Daarnaast wil de VVD dat de Raad jaarlijks geïnformeerd wordt over de wijze waarop WIL inhoud heeft gegeven aan het instrument “tegenprestatie”.
Ad. 2. De VVD heeft signalen uit in elk geval twee WIL-gemeenten (Lopik en IJsselstein) waar in de Raad vragen gesteld zijn over de houding van WIL t.o.v. ondernemers. Het gaat m.n. om aspekten als:
- Het niet aktief opzoeken van ondernemers (lees: potentiële werkgevers)
- Het niet aanwezig zijn op ondernemersbijeenkomsten.
Navraag leert dat in deze gemeenten veel ondernemers niet eens weten wat WIL is, laat staan wat die kan betekenen voor hen.
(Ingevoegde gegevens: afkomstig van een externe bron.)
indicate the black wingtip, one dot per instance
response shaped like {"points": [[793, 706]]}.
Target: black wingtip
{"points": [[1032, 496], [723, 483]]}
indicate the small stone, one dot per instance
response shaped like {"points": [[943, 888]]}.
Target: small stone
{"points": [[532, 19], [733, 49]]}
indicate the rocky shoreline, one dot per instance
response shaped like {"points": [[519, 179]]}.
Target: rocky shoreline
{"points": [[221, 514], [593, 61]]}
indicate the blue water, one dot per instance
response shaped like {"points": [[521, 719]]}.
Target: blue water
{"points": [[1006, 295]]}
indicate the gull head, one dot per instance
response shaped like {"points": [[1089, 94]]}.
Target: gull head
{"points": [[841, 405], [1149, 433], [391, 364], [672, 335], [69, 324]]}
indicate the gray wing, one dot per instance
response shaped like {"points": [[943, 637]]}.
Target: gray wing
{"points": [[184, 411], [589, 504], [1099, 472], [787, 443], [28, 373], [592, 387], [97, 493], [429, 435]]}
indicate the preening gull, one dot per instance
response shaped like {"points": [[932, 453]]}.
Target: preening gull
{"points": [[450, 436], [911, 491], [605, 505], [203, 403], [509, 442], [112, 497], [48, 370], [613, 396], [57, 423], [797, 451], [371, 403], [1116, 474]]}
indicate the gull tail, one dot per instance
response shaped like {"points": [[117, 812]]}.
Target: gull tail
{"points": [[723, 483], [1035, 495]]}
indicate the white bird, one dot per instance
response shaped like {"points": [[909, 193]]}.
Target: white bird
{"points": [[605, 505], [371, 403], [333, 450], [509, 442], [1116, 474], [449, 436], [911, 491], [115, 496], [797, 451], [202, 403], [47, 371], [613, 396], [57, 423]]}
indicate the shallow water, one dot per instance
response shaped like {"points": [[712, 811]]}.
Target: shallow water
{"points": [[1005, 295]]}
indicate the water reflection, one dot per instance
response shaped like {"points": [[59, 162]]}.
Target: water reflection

De WIL zegt in het MJBP het nodige over de “werkgeversbenadering” (bijv p. 28 ev). De aanpak zoals omschreven klinkt in elk geval goed, maar het draait bij de VVD niet alleen om voornemens maar om resultaten. Graag horen wij van de wethouder wat de concrete aktiviteiten van WIL in dit kader zijn richting Houtense ondernemers. Deelt de wethouder de zorgen zoals die in andere Lekstroomgemeenten worden geuit?
Ad. 3. In de Gemeenschappelijke Regeling (GR) WIL is vastgelegd, zoals ook verwoord in het raadsvoorstel, dat het Dagelijks Bestuur (DB) het MJBP vóór vaststelling door het DB, ter kennisneming, van de gemeenten voorlegt. Het bestuur van WIL is niet verplicht om het MJBP voor een zienswijze naar de gemeente te zenden.
In het Ronde Tafel Gesprek (RTG) heb ik al aangegeven dat de VVD dit volstrekt onwenselijk vind gezien het belang van de taak van WIL en de grote invloed die dit heeft op de samenleving. De wethouder heeft in de RTG aangegeven dat er later dit jaar een herziening komt van de GR. Van de wethouder wil ik graag de toezegging dat hij zich aktief zal inzetten voor het verankeren van de verplichte zienswijze in de concepttekst van de nieuwe GR. Uiteraard besluiten wij daar uiteindelijk als Raad over maar de VVD wil in dit stadium al duidelijkheid over de inzet van Houten hierin.